Raghav Govindarajan, MD


May 06, 2022

The Skill Checkup series provides a quick, case-style interactive quiz, highlighting key guideline- and evidence-based information to inform clinical practice.

A 57-year-old woman presents to the emergency department with dyspnea that had been present for 1 week. She denies cough, sputum, chest pain, or other respiratory symptoms. She also denies upper and lower extremity weakness and swallowing difficulty. She had been diagnosed with type 2 diabetes 16 years prior. She underwent a total thyroidectomy for a papillary thyroid carcinoma 11 years ago. The patient is taking zolpidem for insomnia, alprazolam for anxiety, levothyroxine for thyroid disease, and metformin for diabetes.

On initial physical examination, the patient was not in acute respiratory distress. She had drooping of her right eye. Vital signs were normal: blood pressure, 130/85 mm Hg, pulse rate, 92 bpm, respiratory rate, 24 breaths per minute, and body temperature, 96.8°F. Her mental status was intact. The patient was alert, and the neurologic examinations of cerebral function, cerebellar function, and both extremities were normal. Pretibial pitting edema and neck vein engorgement were absent. Chest auscultation revealed mild crackles at both lower lung fields. Body mass index was 24.2 kg/m2.

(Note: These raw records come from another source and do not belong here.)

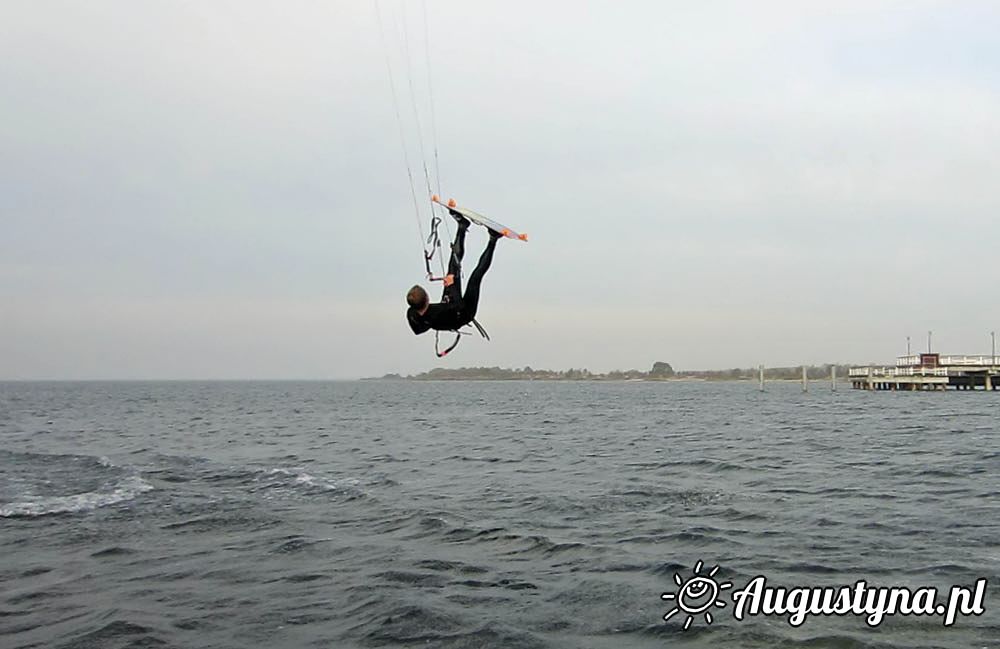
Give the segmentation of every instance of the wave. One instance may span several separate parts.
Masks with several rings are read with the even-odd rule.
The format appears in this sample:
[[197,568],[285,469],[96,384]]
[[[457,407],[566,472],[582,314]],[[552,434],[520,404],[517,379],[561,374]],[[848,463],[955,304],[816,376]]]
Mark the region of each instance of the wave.
[[153,485],[139,476],[130,476],[112,485],[108,491],[88,491],[68,496],[46,496],[36,500],[0,505],[0,517],[36,517],[50,514],[78,514],[134,499],[151,491]]

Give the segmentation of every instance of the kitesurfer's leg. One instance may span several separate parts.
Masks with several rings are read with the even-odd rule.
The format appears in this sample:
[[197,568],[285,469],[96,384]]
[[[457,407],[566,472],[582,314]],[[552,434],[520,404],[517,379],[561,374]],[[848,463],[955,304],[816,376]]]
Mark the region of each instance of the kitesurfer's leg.
[[451,259],[448,261],[448,274],[454,275],[458,279],[458,274],[462,272],[462,257],[465,256],[465,233],[469,229],[469,220],[459,214],[458,232],[455,233],[455,242],[451,244]]
[[486,244],[486,249],[479,257],[479,264],[469,275],[469,284],[465,288],[465,295],[462,297],[462,316],[471,321],[476,317],[476,310],[479,308],[479,288],[483,282],[483,276],[490,269],[493,263],[493,250],[497,247],[497,241],[503,236],[499,232],[490,230],[490,241]]
[[[454,213],[453,213],[454,215]],[[451,259],[448,261],[448,274],[452,277],[452,283],[444,287],[442,302],[458,304],[462,299],[462,257],[465,256],[465,232],[469,229],[469,221],[458,215],[458,232],[455,233],[455,242],[451,244]]]

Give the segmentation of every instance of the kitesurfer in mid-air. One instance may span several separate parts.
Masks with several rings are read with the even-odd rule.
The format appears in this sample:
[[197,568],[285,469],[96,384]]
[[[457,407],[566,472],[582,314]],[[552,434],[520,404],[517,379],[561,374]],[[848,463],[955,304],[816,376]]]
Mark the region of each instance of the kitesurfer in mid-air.
[[496,230],[489,230],[489,243],[479,257],[476,269],[469,275],[469,282],[463,295],[462,257],[465,254],[465,232],[469,229],[469,220],[454,210],[448,211],[458,221],[458,232],[451,247],[451,261],[448,262],[448,274],[444,278],[444,294],[441,296],[441,301],[431,303],[427,291],[419,285],[411,288],[406,294],[406,303],[410,305],[406,311],[406,319],[415,334],[422,334],[428,329],[456,331],[473,321],[476,309],[479,307],[479,288],[483,276],[490,269],[497,240],[503,236]]

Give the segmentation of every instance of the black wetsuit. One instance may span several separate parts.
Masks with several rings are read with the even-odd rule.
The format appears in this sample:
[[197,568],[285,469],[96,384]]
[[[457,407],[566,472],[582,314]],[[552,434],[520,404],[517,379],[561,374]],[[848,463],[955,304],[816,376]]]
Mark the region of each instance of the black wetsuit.
[[465,231],[469,229],[468,221],[459,223],[458,232],[455,234],[455,243],[451,249],[451,261],[448,262],[448,274],[455,277],[451,286],[446,286],[441,301],[427,306],[427,311],[423,315],[416,307],[410,307],[406,311],[406,319],[410,323],[413,333],[422,334],[428,329],[439,331],[455,331],[459,327],[472,322],[476,317],[476,309],[479,308],[479,285],[483,281],[483,276],[490,269],[493,261],[493,249],[496,248],[499,235],[490,231],[490,241],[486,244],[486,250],[479,257],[479,264],[469,275],[469,283],[465,287],[465,295],[462,295],[462,257],[465,255]]

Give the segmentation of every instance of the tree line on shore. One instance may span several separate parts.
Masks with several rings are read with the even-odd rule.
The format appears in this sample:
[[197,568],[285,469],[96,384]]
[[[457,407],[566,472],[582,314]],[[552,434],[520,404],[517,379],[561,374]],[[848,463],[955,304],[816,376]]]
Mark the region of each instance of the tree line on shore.
[[[847,371],[854,365],[829,363],[826,365],[806,366],[809,379],[827,379],[836,367],[837,376],[846,377]],[[612,370],[610,372],[591,372],[586,368],[569,368],[568,370],[536,370],[530,366],[522,368],[504,367],[435,367],[427,372],[410,376],[386,374],[383,380],[413,380],[413,381],[665,381],[665,380],[704,380],[704,381],[748,381],[757,380],[760,370],[754,368],[734,368],[727,370],[677,370],[670,363],[657,361],[648,371]],[[799,380],[802,378],[802,366],[765,367],[764,378],[768,381]]]

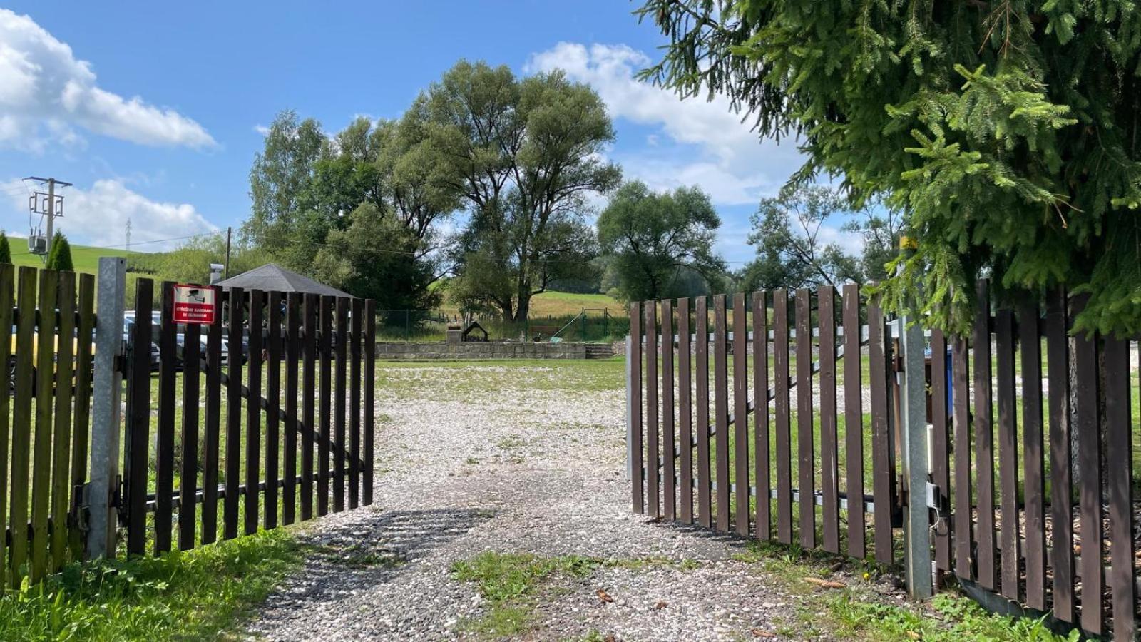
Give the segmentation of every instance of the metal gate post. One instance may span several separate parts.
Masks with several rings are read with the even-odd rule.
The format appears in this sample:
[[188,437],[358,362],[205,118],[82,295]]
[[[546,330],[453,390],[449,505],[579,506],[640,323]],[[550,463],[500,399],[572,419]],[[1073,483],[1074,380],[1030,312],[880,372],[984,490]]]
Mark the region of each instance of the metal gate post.
[[626,481],[634,479],[634,407],[630,399],[633,396],[633,370],[630,363],[630,355],[633,353],[633,337],[626,335]]
[[914,318],[901,320],[900,346],[904,359],[903,390],[903,473],[906,483],[904,504],[904,569],[907,593],[916,600],[931,597],[931,514],[928,508],[928,423],[925,340],[923,328]]
[[[127,259],[99,258],[99,295],[95,320],[95,380],[91,403],[91,462],[87,484],[87,557],[113,557],[119,530],[114,505],[119,484],[120,403],[122,396],[123,306]],[[146,348],[149,350],[149,346]]]

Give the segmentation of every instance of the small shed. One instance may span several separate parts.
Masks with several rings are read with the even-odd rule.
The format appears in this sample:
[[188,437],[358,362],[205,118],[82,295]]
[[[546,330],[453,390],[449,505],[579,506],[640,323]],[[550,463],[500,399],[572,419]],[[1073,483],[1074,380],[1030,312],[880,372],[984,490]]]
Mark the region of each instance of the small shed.
[[486,342],[487,330],[485,330],[484,327],[480,326],[478,321],[472,321],[471,323],[468,323],[467,328],[463,329],[463,332],[460,335],[460,340]]
[[307,295],[324,295],[332,297],[353,298],[353,295],[342,292],[337,288],[314,281],[308,276],[302,276],[297,272],[267,263],[261,267],[256,267],[249,272],[243,272],[236,276],[230,276],[224,281],[218,281],[222,290],[230,288],[242,288],[243,290],[262,290],[274,292],[301,292]]

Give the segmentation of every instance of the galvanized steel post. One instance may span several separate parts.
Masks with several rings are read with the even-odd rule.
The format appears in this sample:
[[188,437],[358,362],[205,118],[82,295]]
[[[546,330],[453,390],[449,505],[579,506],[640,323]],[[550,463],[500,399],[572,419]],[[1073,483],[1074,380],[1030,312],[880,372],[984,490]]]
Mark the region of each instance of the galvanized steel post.
[[[119,513],[114,505],[119,484],[119,441],[122,398],[123,306],[127,259],[100,257],[95,322],[95,380],[91,403],[90,481],[87,508],[87,557],[112,557]],[[149,350],[145,346],[143,350]]]

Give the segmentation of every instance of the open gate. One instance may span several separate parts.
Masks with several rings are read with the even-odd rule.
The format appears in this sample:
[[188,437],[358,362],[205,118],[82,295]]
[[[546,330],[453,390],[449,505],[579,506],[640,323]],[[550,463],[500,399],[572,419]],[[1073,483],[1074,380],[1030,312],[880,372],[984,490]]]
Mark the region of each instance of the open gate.
[[871,535],[913,595],[953,577],[1133,640],[1141,342],[1074,334],[1083,296],[976,294],[964,336],[888,324],[855,284],[839,308],[715,296],[712,323],[706,297],[632,304],[633,511],[860,559]]

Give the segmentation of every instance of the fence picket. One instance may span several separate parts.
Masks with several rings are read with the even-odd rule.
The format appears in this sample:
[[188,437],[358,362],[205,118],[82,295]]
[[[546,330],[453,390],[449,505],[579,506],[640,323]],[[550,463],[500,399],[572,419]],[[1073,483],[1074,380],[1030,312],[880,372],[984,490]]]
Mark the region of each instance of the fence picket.
[[[0,394],[0,524],[8,523],[8,458],[9,450],[15,441],[11,426],[11,399],[15,392],[14,386],[18,388],[18,379],[11,379],[14,374],[18,374],[13,371],[13,363],[16,360],[16,355],[11,353],[11,329],[13,323],[16,321],[13,315],[16,303],[13,299],[15,276],[15,268],[10,264],[0,264],[0,363],[3,363],[9,372],[9,380],[6,383],[8,391],[6,394]],[[26,478],[27,475],[24,476]],[[13,490],[15,491],[15,484],[13,485]],[[0,544],[0,592],[3,592],[9,586],[8,546],[9,544],[15,545],[16,540],[16,537],[14,537],[15,530],[13,529],[10,532],[13,532],[10,540]]]
[[301,352],[301,296],[290,292],[285,297],[285,448],[284,483],[282,484],[282,523],[291,524],[297,519],[297,371]]
[[[48,515],[51,491],[51,401],[55,370],[56,291],[59,273],[40,271],[40,303],[35,337],[35,435],[32,443],[32,557],[31,580],[48,570]],[[29,313],[32,313],[29,308]]]
[[1114,640],[1136,634],[1133,570],[1133,443],[1130,415],[1130,344],[1104,340],[1106,501],[1109,504],[1109,571]]
[[135,323],[131,326],[130,370],[128,372],[128,422],[126,463],[127,552],[141,555],[146,549],[146,484],[151,450],[151,303],[154,281],[135,281]]
[[245,400],[245,535],[258,532],[258,482],[261,480],[261,320],[265,294],[250,290],[250,367],[246,372],[250,396]]
[[[267,292],[266,307],[266,504],[262,523],[277,527],[277,482],[281,480],[282,403],[282,300],[281,292]],[[286,415],[286,417],[289,417]]]
[[931,331],[931,425],[933,426],[933,456],[931,479],[938,487],[937,503],[940,506],[937,523],[932,530],[934,539],[934,563],[940,571],[950,570],[950,522],[946,511],[950,508],[950,434],[947,431],[947,338],[941,330]]
[[[16,315],[16,345],[30,346],[35,337],[35,283],[34,267],[19,268],[18,314]],[[19,586],[21,573],[27,561],[27,501],[31,493],[31,447],[32,447],[32,378],[33,355],[31,350],[16,351],[16,393],[13,402],[11,433],[11,519],[8,533],[11,538],[10,586]],[[11,385],[11,384],[9,384]]]
[[321,298],[305,295],[305,329],[302,332],[305,368],[301,374],[301,521],[313,519],[313,439],[314,401],[317,396],[317,308]]
[[662,516],[658,500],[658,406],[657,406],[657,304],[646,302],[646,511],[650,516]]
[[373,474],[373,430],[375,416],[373,403],[375,402],[375,377],[377,377],[377,302],[366,299],[364,302],[365,327],[364,327],[364,497],[365,506],[372,504],[372,474]]
[[796,481],[800,491],[800,545],[816,546],[816,444],[812,417],[811,290],[796,290]]
[[1019,351],[1022,361],[1022,480],[1026,513],[1026,604],[1046,610],[1045,488],[1042,459],[1042,340],[1038,305],[1018,310]]
[[860,374],[859,286],[843,289],[844,491],[848,495],[848,554],[867,555],[864,515],[864,385]]
[[187,323],[183,339],[183,466],[178,482],[178,547],[194,547],[199,490],[199,380],[201,326]]
[[776,388],[777,539],[792,544],[792,425],[788,394],[788,292],[772,291],[772,380]]
[[[81,340],[75,336],[75,273],[58,273],[56,291],[58,334],[55,355],[55,430],[51,435],[51,557],[49,572],[67,561],[67,501],[71,499],[68,458],[71,456],[73,353]],[[74,337],[74,339],[73,339]],[[90,340],[90,339],[88,339]]]
[[717,529],[729,530],[729,370],[725,295],[713,297],[713,423],[717,454]]
[[971,519],[971,398],[968,390],[968,345],[955,337],[950,354],[950,385],[954,390],[953,426],[955,432],[955,575],[971,579],[973,521]]
[[1050,568],[1054,617],[1074,621],[1074,505],[1070,475],[1070,352],[1066,291],[1046,295],[1046,372],[1050,412]]
[[733,444],[737,535],[748,537],[748,319],[745,295],[733,297]]
[[995,576],[995,488],[994,425],[990,403],[990,294],[986,280],[974,291],[977,308],[971,346],[974,350],[974,467],[978,497],[978,583],[988,591],[996,588]]
[[[219,310],[226,302],[226,294],[213,286],[215,300]],[[207,399],[205,425],[202,439],[202,544],[218,538],[218,447],[221,423],[221,319],[216,319],[207,329]],[[241,359],[241,350],[227,350],[227,359]]]
[[317,515],[329,513],[329,442],[332,440],[332,358],[335,297],[321,297],[321,433],[317,435]]
[[753,468],[756,478],[758,539],[772,537],[769,471],[769,322],[764,291],[753,292]]
[[[2,279],[2,275],[0,275]],[[10,287],[10,284],[9,284]],[[0,281],[0,288],[2,288],[2,281]],[[5,299],[0,296],[0,306],[5,305]],[[8,306],[11,307],[10,305]],[[71,491],[73,493],[71,506],[78,507],[80,505],[79,493],[82,492],[83,483],[87,482],[87,457],[88,457],[88,442],[90,440],[90,425],[91,425],[91,374],[94,368],[92,362],[92,342],[95,332],[95,275],[94,274],[80,274],[79,275],[79,323],[75,329],[76,337],[76,350],[75,350],[75,416],[72,423],[72,460],[71,460]],[[3,319],[0,316],[0,326],[6,327],[7,331],[11,331],[11,319]],[[2,332],[2,330],[0,330]],[[0,334],[0,342],[8,342],[2,334]],[[5,350],[9,350],[6,347]],[[0,362],[7,362],[2,355],[7,354],[0,353]],[[7,396],[7,395],[5,395]],[[5,417],[8,416],[7,404],[0,404],[0,415]],[[7,435],[0,435],[5,441],[7,441]],[[3,472],[0,471],[0,479],[3,478]],[[0,483],[0,496],[3,495],[3,487]],[[3,504],[0,501],[0,522],[3,521]],[[83,553],[83,531],[79,528],[74,528],[74,524],[68,528],[68,537],[71,541],[72,557],[79,559]],[[0,547],[2,548],[2,547]],[[0,569],[3,568],[3,557],[0,556]],[[2,588],[3,581],[0,579],[0,588]]]
[[873,520],[875,523],[875,561],[890,564],[893,559],[891,551],[891,511],[895,506],[895,489],[892,476],[895,466],[891,462],[892,441],[891,425],[888,418],[888,392],[890,360],[884,331],[883,311],[879,302],[867,306],[868,334],[868,384],[872,393],[872,493],[875,497]]
[[[155,441],[154,554],[170,551],[171,496],[175,492],[175,363],[176,343],[175,283],[161,286],[162,312],[159,321],[159,426]],[[151,313],[137,316],[136,323],[151,322]]]
[[[222,537],[237,537],[237,488],[242,481],[242,360],[246,356],[242,340],[245,292],[229,289],[229,379],[226,385],[226,498],[224,500]],[[250,364],[253,366],[253,355]]]
[[[681,448],[681,506],[679,519],[694,523],[694,398],[693,362],[689,340],[689,299],[678,299],[678,416],[681,419],[678,443]],[[706,431],[707,432],[707,431]]]
[[345,509],[345,384],[348,360],[349,328],[348,299],[337,297],[337,330],[333,335],[333,359],[335,360],[333,379],[333,511]]
[[630,304],[630,475],[634,513],[646,512],[646,467],[642,458],[642,331],[641,304]]
[[[1082,312],[1083,295],[1075,302],[1074,315]],[[1077,418],[1078,508],[1082,557],[1082,628],[1101,635],[1101,597],[1104,575],[1101,562],[1101,426],[1098,422],[1098,344],[1078,334],[1074,342],[1075,416]]]
[[353,299],[349,335],[349,508],[361,504],[361,316],[364,302]]
[[1002,491],[1002,594],[1019,595],[1018,417],[1014,402],[1014,313],[995,316],[998,388],[998,482]]
[[673,443],[673,302],[662,305],[662,508],[665,519],[677,517],[677,454]]
[[697,370],[697,411],[695,425],[697,431],[697,523],[711,528],[713,525],[712,476],[710,474],[710,339],[709,339],[709,300],[697,297],[694,315],[697,327],[697,354],[694,368]]
[[836,289],[832,286],[823,286],[817,290],[816,296],[817,321],[820,332],[820,491],[824,500],[822,543],[825,551],[839,553],[840,455],[836,447]]

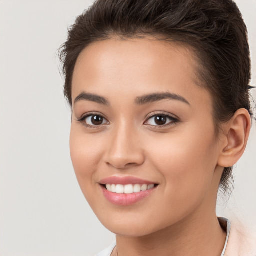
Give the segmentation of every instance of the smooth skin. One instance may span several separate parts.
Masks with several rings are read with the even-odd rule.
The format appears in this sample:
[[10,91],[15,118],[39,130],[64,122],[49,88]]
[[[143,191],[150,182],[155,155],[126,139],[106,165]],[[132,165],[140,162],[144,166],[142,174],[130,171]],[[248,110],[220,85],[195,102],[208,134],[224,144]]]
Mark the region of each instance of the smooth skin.
[[[221,254],[226,234],[216,213],[218,186],[224,167],[244,152],[250,118],[239,110],[216,137],[212,100],[199,86],[195,60],[188,47],[150,38],[97,42],[78,58],[71,156],[86,198],[116,234],[112,256]],[[166,93],[176,98],[138,104]],[[112,176],[158,186],[134,204],[117,206],[100,184]]]

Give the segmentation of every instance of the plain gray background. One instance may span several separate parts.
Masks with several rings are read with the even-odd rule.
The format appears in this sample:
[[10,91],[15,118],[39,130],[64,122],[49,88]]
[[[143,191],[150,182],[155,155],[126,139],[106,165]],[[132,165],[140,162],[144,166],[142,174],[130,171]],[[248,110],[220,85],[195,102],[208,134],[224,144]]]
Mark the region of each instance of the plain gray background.
[[[114,239],[90,208],[73,170],[70,110],[56,55],[68,26],[92,2],[0,0],[1,256],[92,256]],[[256,86],[256,0],[236,2],[249,30]],[[217,210],[254,231],[256,126],[234,170],[234,192]]]

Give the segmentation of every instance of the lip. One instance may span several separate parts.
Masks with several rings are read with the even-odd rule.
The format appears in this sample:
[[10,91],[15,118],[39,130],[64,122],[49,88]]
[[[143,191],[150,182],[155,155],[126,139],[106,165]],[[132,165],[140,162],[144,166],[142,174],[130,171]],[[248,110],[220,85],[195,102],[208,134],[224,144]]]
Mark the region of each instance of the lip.
[[125,177],[112,176],[102,180],[99,183],[102,184],[120,184],[121,185],[128,185],[128,184],[146,184],[147,185],[150,185],[151,184],[156,184],[155,182],[132,176]]
[[126,206],[134,204],[144,198],[149,196],[154,191],[158,186],[155,186],[150,190],[146,191],[141,191],[136,193],[130,194],[117,194],[110,192],[105,188],[106,184],[120,184],[122,185],[127,185],[128,184],[157,184],[155,182],[150,182],[137,177],[128,176],[125,177],[120,177],[112,176],[102,180],[99,182],[100,185],[102,190],[103,194],[105,198],[112,204],[118,206]]
[[141,191],[138,193],[130,194],[117,194],[110,192],[106,190],[104,186],[100,186],[103,194],[111,203],[118,206],[126,206],[134,204],[144,198],[149,196],[152,193],[156,190],[156,188],[146,191]]

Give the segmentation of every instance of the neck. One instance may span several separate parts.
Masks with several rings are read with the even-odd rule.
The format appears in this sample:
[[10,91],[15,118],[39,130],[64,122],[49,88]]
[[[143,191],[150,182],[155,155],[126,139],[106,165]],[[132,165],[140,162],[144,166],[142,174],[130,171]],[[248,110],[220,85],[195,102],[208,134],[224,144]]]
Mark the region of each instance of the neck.
[[216,215],[192,218],[142,237],[116,235],[113,254],[118,250],[118,256],[220,256],[226,238]]

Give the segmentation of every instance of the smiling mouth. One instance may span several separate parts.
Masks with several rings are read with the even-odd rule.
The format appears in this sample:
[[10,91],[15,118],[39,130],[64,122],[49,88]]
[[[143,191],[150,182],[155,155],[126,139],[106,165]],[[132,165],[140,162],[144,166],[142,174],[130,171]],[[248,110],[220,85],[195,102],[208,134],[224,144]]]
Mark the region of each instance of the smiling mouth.
[[131,194],[152,190],[158,184],[102,184],[106,190],[118,194]]

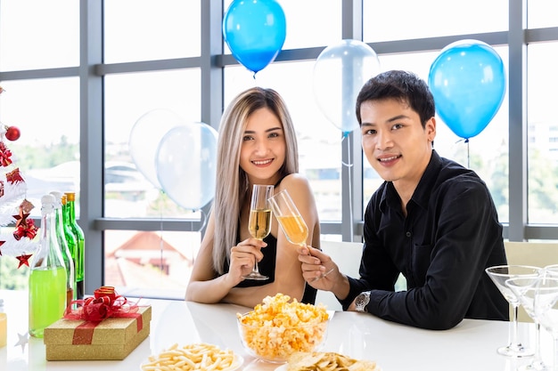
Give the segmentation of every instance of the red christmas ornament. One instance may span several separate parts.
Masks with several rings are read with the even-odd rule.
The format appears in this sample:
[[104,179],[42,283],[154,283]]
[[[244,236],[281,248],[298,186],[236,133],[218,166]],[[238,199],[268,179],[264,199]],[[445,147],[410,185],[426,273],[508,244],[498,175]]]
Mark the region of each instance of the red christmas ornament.
[[21,265],[25,264],[28,267],[29,266],[29,258],[31,257],[32,254],[22,254],[21,256],[16,256],[16,258],[20,261],[20,265],[18,265],[18,269],[21,268]]
[[12,151],[3,141],[0,141],[0,165],[7,166],[10,164],[12,164]]
[[23,212],[23,207],[20,206],[20,214],[18,215],[12,215],[13,216],[13,218],[17,221],[15,222],[15,228],[18,228],[19,226],[27,226],[27,217],[29,216],[29,214],[25,214]]
[[24,181],[20,173],[20,168],[18,167],[6,173],[6,181],[8,181],[10,184]]
[[18,139],[20,139],[20,136],[21,135],[21,132],[20,131],[20,128],[18,128],[17,126],[9,126],[6,127],[6,139],[8,141],[17,141]]

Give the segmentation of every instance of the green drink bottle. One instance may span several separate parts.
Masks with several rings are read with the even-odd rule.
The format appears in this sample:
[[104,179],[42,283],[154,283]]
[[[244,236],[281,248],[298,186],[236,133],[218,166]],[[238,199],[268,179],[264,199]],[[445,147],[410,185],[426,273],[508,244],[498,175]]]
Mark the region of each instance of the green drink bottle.
[[60,319],[66,309],[66,268],[56,238],[53,195],[41,198],[40,243],[29,272],[29,335],[43,337],[45,327]]
[[62,253],[62,259],[64,260],[64,265],[66,267],[66,306],[76,300],[76,273],[75,263],[68,241],[66,240],[66,234],[64,233],[64,219],[62,216],[62,192],[53,191],[51,195],[54,196],[56,201],[54,202],[54,223],[56,227],[56,238],[58,238],[58,245]]
[[78,278],[76,271],[76,249],[78,248],[78,241],[76,241],[76,236],[74,236],[74,232],[71,231],[70,228],[70,216],[68,215],[68,200],[66,195],[62,196],[62,232],[64,233],[64,238],[66,242],[68,243],[68,249],[70,250],[70,256],[74,263],[74,300],[78,299]]
[[67,225],[71,230],[76,238],[76,247],[72,251],[72,256],[76,262],[76,289],[77,298],[83,299],[85,294],[85,246],[86,237],[83,233],[83,230],[76,222],[76,193],[66,192],[66,222]]

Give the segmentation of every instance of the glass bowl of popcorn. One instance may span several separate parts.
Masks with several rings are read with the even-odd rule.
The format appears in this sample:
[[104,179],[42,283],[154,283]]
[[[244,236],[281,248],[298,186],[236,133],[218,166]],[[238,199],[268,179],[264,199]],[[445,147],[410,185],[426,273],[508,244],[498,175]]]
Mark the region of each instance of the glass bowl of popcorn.
[[248,354],[284,363],[293,353],[321,349],[329,325],[325,306],[290,300],[288,295],[277,294],[266,297],[254,311],[237,314],[238,331]]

Laboratory evaluation showed a white blood cell count of 6580/µL, hemoglobin of 12.0 g/dL, and platelet count of 325,000/µL. Other blood chemistries were within normal limits. Arterial blood gas analysis on room air was pH 7.441, PaCO2, 39.9 mm Hg, PaO2, 64.7 mm Hg, and oxygen saturation, 93.2%. A blood test was positive for serum anti-acetylcholine receptor antibodies.

The initial chest radiograph showed a slightly reduced lung volume. Chest CT showed no evidence of pulmonary thromboembolism, but there was bibasilar atelectasis. Echocardiography revealed normal systolic and diastolic heart function.